>>CEO Martin Roscheisen claims that once full production starts early next year, it will create 430 megawatts worth of solar cells a yearmore than the combined total of every other solar plant in the U.S. The first 100,000 cells will be shipped to Europe, where a consortium will be building a 1.4-megawatt power plant next year.
This is really cool, and I hope it all happens quick and production ramps up well beyond those numbers. But let’s offer some numbers to see what we’re up against.
30 years ago, I worked a few quarters as an engineering co-op student in the power generation industry. The coal plant I worked at had 2 units rated at 800 MW and two at 880MW, or an overall plant capacity of >3.3 GW. That’s three orders of magnitude bigger than that European plant, and around 8 times the annual output of this nano-solar manufacturing plant. And the coal plant can run in the dark, and has full output even on a cloudy day, so it’s MWH production will be much higher than an equivalent installed base of solar cells.

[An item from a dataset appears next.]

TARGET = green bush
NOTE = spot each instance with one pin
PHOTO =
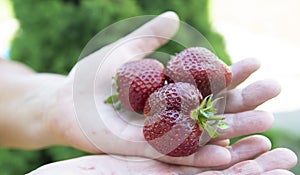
(53, 33)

And this was but a single (albeit quite large) conventional generating plant.
Like I said, I hope this nano-solar tech is cheap, works out technically and economically, and completely replaces coal plants. But there’s a *long* way to go.
The Miller steam plant in Alabama is a 4 gigawatt facility. It can do that 24x7. How much physical space is required for this technology to replace just this single facility?